After writing my comic book supervillain post, I felt the sudden urge to ramble about Dick Tracy bad guys. Instead of overwhelming this blog with evil, I graciously relented until today, when criminality got the better of me.

Dick Tracy was a phase I went through after cars, dinosaurs, and superheroes. Chester Gould created such vivid characters that I would spend endless hours acting out battles and scenarios. In fifth grade, my culminating piece of writing was modeled on Dick Tracy. No one died, but my protagonist did pop the tires of a gangster's car with bullets from a Tommy Gun. Mrs. Elder didn't approve of the violence, and my masterpiece got a V (for very good) instead of the desired E (for excellent).

Gould would have probably received a U (for unsatisfactory), because he exploited every conceivable form of death and mutilation in Dick Tracy. Flattop drowned after getting caught between the struts under a dock. Littleface's ears were amputated after a frostbitten night in a freezer. The Brow was impaled on a flagpole after placing Tess Trueheart's foot in a time-released spiked clamp. (Actually, Tracy knocked him out a window onto the pole after flinging a glass inkwell into the Brow's grotesque forehead.)

In the heyday of Dick Tracy, most of the villains were gangsters or Nazis. Pruneface (real name, Boche, an offensive name for a German in French) was a Nazi agent who tinkered with poison gas. Flattop was modelled on Depression-era gangster Pretty Boy Floyd; both harkened from the Cookson Hills of Oklahoma. Tracy's archenemy was the Big Boy, a crime boss modeled on Al Capone, who masterminded a litany of crimes and attempts on the yellow-coated detective's life. Early in the strip's history, the Big Boy bumped off Tess Trueheart's father, Tess being the girlfriend of Tracy.

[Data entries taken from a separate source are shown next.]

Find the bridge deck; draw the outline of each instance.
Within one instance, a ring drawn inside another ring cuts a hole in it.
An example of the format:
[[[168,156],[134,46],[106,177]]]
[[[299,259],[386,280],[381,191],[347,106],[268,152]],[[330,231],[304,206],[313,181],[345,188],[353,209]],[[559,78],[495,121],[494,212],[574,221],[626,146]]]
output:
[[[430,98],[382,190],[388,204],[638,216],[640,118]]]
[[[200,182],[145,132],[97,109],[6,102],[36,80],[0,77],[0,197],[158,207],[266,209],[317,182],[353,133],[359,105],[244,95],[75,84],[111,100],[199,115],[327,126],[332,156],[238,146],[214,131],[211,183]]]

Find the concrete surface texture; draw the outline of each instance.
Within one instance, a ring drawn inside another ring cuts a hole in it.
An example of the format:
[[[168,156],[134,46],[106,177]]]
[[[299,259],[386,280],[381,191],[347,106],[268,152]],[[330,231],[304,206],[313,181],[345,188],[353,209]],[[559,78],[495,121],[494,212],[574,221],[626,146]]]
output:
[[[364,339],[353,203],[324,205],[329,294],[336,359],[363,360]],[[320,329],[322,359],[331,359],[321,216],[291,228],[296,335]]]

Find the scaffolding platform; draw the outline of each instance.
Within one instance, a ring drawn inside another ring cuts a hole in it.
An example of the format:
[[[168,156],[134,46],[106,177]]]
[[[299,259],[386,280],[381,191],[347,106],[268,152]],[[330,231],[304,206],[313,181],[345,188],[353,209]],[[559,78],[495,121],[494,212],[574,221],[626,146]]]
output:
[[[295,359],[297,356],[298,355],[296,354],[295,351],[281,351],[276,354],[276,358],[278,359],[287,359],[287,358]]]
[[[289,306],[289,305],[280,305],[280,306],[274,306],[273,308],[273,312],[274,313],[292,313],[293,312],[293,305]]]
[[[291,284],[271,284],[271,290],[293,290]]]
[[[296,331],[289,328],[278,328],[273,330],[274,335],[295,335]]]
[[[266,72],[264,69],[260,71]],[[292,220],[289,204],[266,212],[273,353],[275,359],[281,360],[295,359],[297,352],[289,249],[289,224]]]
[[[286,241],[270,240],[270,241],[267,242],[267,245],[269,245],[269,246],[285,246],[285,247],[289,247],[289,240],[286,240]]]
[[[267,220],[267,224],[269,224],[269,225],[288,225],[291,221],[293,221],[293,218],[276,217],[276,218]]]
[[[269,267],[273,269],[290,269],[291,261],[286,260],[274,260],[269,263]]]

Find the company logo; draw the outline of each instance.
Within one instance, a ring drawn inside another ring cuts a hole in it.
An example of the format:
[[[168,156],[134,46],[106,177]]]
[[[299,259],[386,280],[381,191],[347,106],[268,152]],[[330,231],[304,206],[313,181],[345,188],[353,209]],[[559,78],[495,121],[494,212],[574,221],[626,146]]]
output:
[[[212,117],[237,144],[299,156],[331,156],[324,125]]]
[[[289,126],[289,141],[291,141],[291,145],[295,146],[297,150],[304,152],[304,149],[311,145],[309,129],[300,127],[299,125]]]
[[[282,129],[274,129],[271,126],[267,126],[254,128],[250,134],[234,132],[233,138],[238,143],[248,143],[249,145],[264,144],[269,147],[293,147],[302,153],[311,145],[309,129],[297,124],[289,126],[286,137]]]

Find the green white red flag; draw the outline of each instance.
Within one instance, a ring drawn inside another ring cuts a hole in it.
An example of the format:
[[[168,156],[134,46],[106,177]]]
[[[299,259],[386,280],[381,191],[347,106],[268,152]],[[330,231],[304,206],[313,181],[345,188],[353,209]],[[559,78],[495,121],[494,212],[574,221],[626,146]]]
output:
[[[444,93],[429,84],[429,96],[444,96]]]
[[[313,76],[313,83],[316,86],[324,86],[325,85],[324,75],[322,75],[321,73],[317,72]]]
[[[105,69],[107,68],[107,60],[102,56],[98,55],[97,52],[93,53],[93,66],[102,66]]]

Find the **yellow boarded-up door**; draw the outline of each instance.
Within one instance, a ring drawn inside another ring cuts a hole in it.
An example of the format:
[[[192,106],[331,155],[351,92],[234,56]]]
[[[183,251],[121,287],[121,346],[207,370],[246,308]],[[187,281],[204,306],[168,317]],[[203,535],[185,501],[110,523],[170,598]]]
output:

The greatest facet of Dick Tracy's enemies was the vivid physical manifestation of their evil. The Mole issued orders to the underworld from his subterranean lair. Large claws, beady eyes, and a pointed snout made him a facsimile of his insectivorous namesake. Gargles ran an extortion ring, forcing his victims to buy fake mouthwash. The Evil Influence used his overpoweringly hypnotic eyes to rob and murder. For three consecutive Halloweens, I dressed up as Influence by blanching my face and adorning trenchcoat and fedora, attempting to imitate Gould's cadaverous creation. In Dick Tracy, as in comic books, the criminal is as indispensible as the crime fighter. Although comic villains never benefit from lives of crime, my imagination has stolen from them countless treasures.